Apesar de as negociações terem continuado, sobretudo entre os ministros dos Negócios Estrangeiros dos EUA, John Kerry, e russo, Sergei Lavrov, o discurso dos líderes ocidentais endureceu. Obama recebeu o primeiro-ministro interino da Ucrânia, Arseni Iatseniuk, na Casa Branca, e afirmou estar do lado das novas autoridades, que Moscovo se recusa a reconhecer. De Iatseniuk recebeu um pedido de ajuda militar para o país que ficou, de momento, suspenso.
Mas foi da Alemanha que veio o aviso mais duro. Num discurso surpreendentemente inflamado e emotivo, Merkel alertou, na quinta-feira, para a iminência de uma “catástrofe” caso a Rússia mantenha o apoio ao referendo da Crimeia. “Isso não iria mudar apenas a relação da UE com a Rússia, iria causar danos massivos à Rússia, económica e politicamente”, disse a chanceler alemã. As declarações de Merkel indicam que “a Alemanha deverá tomar uma posição forte e impor sanções à Rússia”, nota o especialista da Chatham House, que diz serem “um problema sério” para Moscovo.

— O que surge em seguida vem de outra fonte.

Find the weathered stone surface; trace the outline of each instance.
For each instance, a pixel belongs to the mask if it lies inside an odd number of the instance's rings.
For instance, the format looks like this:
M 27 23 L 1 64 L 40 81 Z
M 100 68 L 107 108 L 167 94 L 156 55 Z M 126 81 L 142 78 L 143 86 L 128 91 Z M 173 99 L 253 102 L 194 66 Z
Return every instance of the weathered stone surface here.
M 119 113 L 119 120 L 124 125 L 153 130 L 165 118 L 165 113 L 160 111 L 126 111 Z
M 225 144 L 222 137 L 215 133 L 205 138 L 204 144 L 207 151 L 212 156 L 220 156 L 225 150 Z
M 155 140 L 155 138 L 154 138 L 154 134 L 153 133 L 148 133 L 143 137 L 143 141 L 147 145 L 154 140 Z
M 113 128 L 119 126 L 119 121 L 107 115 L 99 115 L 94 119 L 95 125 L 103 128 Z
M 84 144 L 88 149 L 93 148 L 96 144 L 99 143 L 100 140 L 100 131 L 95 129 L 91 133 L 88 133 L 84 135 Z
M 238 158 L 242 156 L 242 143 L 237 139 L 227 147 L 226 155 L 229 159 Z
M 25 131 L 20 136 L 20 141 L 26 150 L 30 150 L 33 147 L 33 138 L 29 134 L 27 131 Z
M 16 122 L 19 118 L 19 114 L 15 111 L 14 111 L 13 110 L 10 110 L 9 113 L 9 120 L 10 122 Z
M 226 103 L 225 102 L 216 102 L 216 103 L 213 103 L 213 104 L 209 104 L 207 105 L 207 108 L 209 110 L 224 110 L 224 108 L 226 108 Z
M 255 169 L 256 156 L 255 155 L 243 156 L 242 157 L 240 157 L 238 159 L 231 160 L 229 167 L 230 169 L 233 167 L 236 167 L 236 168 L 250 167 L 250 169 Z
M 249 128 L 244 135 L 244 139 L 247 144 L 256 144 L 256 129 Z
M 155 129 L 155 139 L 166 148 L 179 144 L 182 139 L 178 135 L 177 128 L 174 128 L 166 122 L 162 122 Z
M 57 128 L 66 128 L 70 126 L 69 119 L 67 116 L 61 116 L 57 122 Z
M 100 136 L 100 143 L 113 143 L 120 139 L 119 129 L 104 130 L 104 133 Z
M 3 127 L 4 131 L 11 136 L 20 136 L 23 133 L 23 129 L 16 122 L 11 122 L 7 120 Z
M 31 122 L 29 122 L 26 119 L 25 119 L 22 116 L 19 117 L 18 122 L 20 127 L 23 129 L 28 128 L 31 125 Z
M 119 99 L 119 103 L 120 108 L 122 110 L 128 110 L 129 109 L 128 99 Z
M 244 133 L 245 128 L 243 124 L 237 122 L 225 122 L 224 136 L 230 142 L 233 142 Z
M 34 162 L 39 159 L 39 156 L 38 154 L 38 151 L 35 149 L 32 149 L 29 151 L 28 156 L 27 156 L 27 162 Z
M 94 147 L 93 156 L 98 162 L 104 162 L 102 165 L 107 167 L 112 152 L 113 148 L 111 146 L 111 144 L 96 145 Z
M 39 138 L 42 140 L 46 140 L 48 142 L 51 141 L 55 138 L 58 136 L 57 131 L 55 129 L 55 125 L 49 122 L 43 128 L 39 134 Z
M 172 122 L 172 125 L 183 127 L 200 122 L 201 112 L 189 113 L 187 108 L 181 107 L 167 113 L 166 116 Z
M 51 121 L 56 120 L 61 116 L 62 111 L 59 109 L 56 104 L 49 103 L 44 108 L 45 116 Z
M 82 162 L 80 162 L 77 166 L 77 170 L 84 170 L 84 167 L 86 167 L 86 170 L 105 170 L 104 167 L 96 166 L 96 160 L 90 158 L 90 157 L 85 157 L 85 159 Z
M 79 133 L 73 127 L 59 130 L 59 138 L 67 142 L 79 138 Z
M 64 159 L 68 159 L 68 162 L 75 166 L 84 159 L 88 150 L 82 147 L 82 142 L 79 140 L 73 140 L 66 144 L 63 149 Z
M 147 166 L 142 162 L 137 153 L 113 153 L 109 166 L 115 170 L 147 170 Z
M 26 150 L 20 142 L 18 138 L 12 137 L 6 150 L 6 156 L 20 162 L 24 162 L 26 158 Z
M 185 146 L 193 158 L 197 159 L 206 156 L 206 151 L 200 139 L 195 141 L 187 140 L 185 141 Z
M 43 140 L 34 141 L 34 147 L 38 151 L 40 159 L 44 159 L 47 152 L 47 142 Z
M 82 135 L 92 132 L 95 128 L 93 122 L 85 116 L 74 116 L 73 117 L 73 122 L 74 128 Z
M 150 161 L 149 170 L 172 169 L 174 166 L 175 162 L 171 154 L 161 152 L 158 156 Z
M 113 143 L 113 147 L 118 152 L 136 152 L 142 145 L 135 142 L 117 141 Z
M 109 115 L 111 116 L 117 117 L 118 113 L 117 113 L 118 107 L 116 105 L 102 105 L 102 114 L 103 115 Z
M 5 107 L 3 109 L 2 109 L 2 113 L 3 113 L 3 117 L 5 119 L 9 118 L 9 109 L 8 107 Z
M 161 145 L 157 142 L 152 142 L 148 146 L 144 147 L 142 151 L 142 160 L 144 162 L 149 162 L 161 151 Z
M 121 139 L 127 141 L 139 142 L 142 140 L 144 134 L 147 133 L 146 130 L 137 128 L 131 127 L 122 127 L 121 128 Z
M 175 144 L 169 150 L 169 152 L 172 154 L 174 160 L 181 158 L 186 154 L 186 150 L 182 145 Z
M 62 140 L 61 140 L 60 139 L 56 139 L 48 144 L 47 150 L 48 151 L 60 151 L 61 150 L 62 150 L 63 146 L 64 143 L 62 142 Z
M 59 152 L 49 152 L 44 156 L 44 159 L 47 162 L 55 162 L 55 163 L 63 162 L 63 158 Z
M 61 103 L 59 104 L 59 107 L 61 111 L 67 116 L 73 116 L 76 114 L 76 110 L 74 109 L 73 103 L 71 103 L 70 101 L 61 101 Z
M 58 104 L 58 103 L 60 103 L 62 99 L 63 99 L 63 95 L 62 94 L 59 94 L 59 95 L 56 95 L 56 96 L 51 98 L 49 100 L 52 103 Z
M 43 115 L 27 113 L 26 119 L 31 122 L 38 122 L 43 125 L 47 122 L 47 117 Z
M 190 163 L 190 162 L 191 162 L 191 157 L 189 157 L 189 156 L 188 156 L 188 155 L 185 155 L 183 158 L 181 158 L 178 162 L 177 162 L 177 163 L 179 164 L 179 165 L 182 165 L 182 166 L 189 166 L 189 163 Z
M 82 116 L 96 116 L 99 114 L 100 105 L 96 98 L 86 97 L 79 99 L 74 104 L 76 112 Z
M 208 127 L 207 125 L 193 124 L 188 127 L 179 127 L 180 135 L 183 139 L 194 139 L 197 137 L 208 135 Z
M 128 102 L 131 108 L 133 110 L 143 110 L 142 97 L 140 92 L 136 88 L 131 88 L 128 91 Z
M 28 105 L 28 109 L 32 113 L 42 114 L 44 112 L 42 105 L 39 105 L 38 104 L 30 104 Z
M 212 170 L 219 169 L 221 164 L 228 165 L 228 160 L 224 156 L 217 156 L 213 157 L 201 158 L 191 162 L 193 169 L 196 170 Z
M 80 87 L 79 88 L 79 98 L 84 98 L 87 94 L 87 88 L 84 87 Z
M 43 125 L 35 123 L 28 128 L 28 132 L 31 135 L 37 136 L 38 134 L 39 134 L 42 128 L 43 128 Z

Merkel é vista como a principal interlocutora europeia de Putin, com quem mantém relações diplomáticas há 14 anos, para além de ambos dominarem perfeitamente os idiomas um do outro. “Nem sempre foi [uma relação] fácil, mas Putin conhece Merkel melhor e respeita-a mais do que aos outros líderes”, afirmou à AFP o presidente do Fórum Alemão-Russo em Berlim, Alexander Rahr. A Alemanha chegou mesmo a apoiar as posições russas, mesmo quando contrariavam a linha ocidental. Foi o caso do veto de Merkel à entrada da Ucrânia e da Geórgia na NATO, durante a cimeira de Bucareste em 2008.
Contudo, nem a “relação especial” entre os dois líderes deverá dar frutos desta vez e a posição forte assumida por Merkel nos últimos dias reflecte isso mesmo. “Ela tem uma relação com ele, mas há limites para o impacto que isso possa ter”, nota Stefan Meister, do Conselho Europeu para as Relações Internacionais. “Putin tem uma estratégia muito clara em relação à Crimeia e não será persuadido pela Alemanha”, acrescentou o analista.
Isolamento russo
Na segunda-feira, os ministros dos Negócios Estrangeiros da UE vão reunir em Bruxelas para decidir se avançam para o próximo pacote de sanções contra a Rússia, que podem passar pelo congelamento de bens e pela suspensão de vistos de responsáveis russos. Mas mesmo sem a sua aplicação efectiva, a economia russa já está a sofrer com a incursão na Crimeia. A Goldman Sachs reviu em baixa as perspectivas de crescimento económico da Rússia, passando de 3 para 1%, e a bolsa de Moscovo atingiu o valor mais baixo dos últimos quatro anos.
Mais forte do que qualquer sanção económica poderá ser o impacto para o relevo da Rússia na cena internacional. Os países ocidentais “podem muito provavelmente concluir que Moscovo é um parceiro duvidoso, que colocou em causa o quadro de segurança, não só na Ucrânia mas na região”, nota John Lough. “A questão que se coloca é ‘quão valiosa é a cooperação que tínhamos com a Rússia até agora, e será que ainda precisamos dela?’.”
Em risco podem estar importantes negociações que sentam à mesa a Rússia e o Ocidente, tais como o grupo 5+1 para o desarmamento nuclear do Irão ou as conversações de paz sobre a Síria. O caminho a tomar pela Rússia poderá vir a ser a grande dor de cabeça dos líderes ocidentais nos próximos anos.